SLUSA prohibits certain securities class actions from proceeding under state law. Specifically, under SLUSA, “[n]o covered class action based upon the statutory or common law of any State . . . may be maintained in any State or Federal court by any private party” if that party alleges either “a misrepresentation or omission of a material fact in connection with the purchase or sale of a covered security” or “that the defendant used or employed any manipulative or deceptive device or contrivance in connection with the purchase or sale of a covered security.” 15 U.S.C. § 78bb(f)(1) (emphasis added).

SLUSA provides that a “single lawsuit” qualifies as a “covered class action” when:

  1. Damages are sought on behalf of more than 50 persons or prospective class members, and questions of law or fact common to those persons or members of the prospective class, without reference to issues of individualized reliance on an alleged misstatement or omission, predominate over any question affecting only individual persons or members; or
  2. one or more named parties seek to recover damages on a representative basis on behalf of themselves and other unnamed parties similarly situated, and questions of law or fact common to those persons or members of the prospective class predominate over any questions affecting only individual persons or members . . . .

15 U.S.C. § 78bb(f)(5)(B)(i) (emphasis added).

Plaintiff did not dispute that her class action claims were (a) based on state law, (b) involved a ‘covered security’ and (c) allege misrepresentations “in connection with the purchase or sale of” that security. Thus, there was only one issue before the Court: whether plaintiff’s lawsuit was a “covered class action” as that term is defined under SLUSA. Plaintiff argued that her lawsuit was not a “covered class action” under Subparagraph (I) because her estimated class size was less than 50.The Seventh Circuit rejected plaintiff’s attempt to characterize her lawsuit as outside the bounds of SLUSA, holding that plaintiff’s carve-out of classes with less than 50 putative members ignored subparagraph (II), which expressly bars all class actions that are brought on a “representative basis,” regardless of class size. Under the express terms of subparagraph (II), plaintiff’s lawsuit was a “covered class action” and therefore precluded under SLUSA. The Seventh Circuit recognized that there could be some overlap in the scope of each subparagraph (i.e., a putative class action in which the proposed class exceeds fifty members would be covered under both subparagraphs), but found the redundancy to be neither “unusual or problematic.”

On de novo review, the unanimous Seventh Circuit panel held that giving effect to the clear meaning of the statute as written, plaintiff’s claims met the definition of a “covered class action” under subparagraph (II). In analyzing the issue, the Court reviewed the text of SLUSA and noted that subparagraph (II) unequivocally precludes all class actions brought by “one or more named parties” who seek to recover damages “on a representative basis on behalf of themselves and other unnamed parties similarly situated.” In other words, subparagraph (II) prohibits the exact type of representative class action brought by plaintiff. Based upon the clear statutory text, the Seventh Circuit held that plaintiff’s lawsuit was barred under SLUSA, and accordingly affirmed the district court’s ruling.

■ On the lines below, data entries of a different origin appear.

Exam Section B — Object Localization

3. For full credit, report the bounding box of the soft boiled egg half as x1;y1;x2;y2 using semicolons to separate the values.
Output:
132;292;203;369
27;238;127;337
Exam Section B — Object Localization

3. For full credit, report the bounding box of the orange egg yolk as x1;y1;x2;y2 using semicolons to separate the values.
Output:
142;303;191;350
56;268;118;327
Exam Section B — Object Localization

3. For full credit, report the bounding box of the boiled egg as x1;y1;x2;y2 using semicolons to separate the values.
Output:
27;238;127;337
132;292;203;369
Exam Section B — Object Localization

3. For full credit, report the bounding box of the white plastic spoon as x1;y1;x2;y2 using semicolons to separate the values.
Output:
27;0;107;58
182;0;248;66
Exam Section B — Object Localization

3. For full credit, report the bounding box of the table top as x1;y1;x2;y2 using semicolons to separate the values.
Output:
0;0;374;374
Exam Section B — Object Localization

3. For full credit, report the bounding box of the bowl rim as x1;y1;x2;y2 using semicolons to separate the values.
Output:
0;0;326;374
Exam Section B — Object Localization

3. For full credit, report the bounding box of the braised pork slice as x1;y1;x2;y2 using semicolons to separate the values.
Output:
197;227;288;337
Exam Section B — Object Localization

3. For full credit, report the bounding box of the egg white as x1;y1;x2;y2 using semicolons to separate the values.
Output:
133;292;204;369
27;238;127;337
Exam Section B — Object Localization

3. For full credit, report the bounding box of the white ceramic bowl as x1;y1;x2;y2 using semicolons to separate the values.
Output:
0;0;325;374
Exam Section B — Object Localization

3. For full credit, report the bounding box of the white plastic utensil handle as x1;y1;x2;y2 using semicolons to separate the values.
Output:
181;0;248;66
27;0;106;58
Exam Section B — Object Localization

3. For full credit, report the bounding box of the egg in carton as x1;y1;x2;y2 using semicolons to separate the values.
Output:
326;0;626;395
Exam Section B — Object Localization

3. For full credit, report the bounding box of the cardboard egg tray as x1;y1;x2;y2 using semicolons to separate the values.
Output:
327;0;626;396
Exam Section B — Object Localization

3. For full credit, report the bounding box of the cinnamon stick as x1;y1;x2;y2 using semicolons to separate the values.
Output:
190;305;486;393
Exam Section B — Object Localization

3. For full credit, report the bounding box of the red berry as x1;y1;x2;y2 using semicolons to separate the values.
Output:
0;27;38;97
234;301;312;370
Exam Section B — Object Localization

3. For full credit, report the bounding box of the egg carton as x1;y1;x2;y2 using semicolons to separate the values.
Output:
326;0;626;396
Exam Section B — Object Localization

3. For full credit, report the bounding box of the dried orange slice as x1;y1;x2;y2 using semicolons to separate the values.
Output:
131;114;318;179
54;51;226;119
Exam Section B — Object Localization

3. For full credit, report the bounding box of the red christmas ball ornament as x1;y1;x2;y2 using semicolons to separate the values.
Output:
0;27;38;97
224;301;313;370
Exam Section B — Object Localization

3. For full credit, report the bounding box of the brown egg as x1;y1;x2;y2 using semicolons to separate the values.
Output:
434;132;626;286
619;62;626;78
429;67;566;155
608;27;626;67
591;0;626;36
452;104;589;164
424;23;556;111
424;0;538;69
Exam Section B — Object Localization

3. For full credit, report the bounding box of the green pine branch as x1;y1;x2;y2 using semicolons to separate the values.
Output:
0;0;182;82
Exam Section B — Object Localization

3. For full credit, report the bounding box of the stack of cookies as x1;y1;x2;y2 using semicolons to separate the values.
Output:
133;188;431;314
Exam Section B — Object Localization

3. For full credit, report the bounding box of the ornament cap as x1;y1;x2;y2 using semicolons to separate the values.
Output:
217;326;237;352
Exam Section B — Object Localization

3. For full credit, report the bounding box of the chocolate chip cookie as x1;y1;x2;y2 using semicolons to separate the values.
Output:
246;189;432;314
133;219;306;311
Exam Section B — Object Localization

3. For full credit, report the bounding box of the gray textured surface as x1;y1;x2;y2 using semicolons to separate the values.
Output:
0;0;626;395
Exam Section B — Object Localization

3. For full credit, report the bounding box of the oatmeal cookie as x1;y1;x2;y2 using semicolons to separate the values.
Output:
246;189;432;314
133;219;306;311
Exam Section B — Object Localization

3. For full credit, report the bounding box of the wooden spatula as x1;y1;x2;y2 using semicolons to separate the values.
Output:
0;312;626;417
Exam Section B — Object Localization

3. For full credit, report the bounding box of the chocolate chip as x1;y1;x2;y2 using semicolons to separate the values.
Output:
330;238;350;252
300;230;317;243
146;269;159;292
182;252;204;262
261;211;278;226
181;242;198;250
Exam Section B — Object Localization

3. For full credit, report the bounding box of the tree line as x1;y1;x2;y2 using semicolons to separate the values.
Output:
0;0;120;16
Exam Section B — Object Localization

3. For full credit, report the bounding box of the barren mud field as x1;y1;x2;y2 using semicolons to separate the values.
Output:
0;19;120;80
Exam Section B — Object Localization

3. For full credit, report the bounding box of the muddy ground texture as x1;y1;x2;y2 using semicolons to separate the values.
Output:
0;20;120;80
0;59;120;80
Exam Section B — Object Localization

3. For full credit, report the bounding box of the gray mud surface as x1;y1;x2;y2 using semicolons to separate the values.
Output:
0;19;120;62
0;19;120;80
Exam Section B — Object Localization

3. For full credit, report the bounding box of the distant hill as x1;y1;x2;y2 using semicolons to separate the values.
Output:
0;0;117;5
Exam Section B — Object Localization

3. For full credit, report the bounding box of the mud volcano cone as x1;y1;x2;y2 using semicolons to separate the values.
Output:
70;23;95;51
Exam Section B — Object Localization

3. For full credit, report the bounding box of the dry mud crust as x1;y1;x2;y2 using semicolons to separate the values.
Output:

Going forward, it should not be possible (at least in the Seventh Circuit) for private plaintiffs in securities class actions to sue on behalf of a class of unnamed persons. Concorde Investment Services teaches that the size of the class simply does not matter under SLUSA. While it remains to be seen whether other Circuits will follow the Court’s rationale, representative “covered class actions” under state law are now a thing of the past in the Seventh Circuit

DISCLAIMER: Because of the generality of this update, the information provided herein may not be applicable in all situations and should not be acted upon without specific legal advice based on particular situations.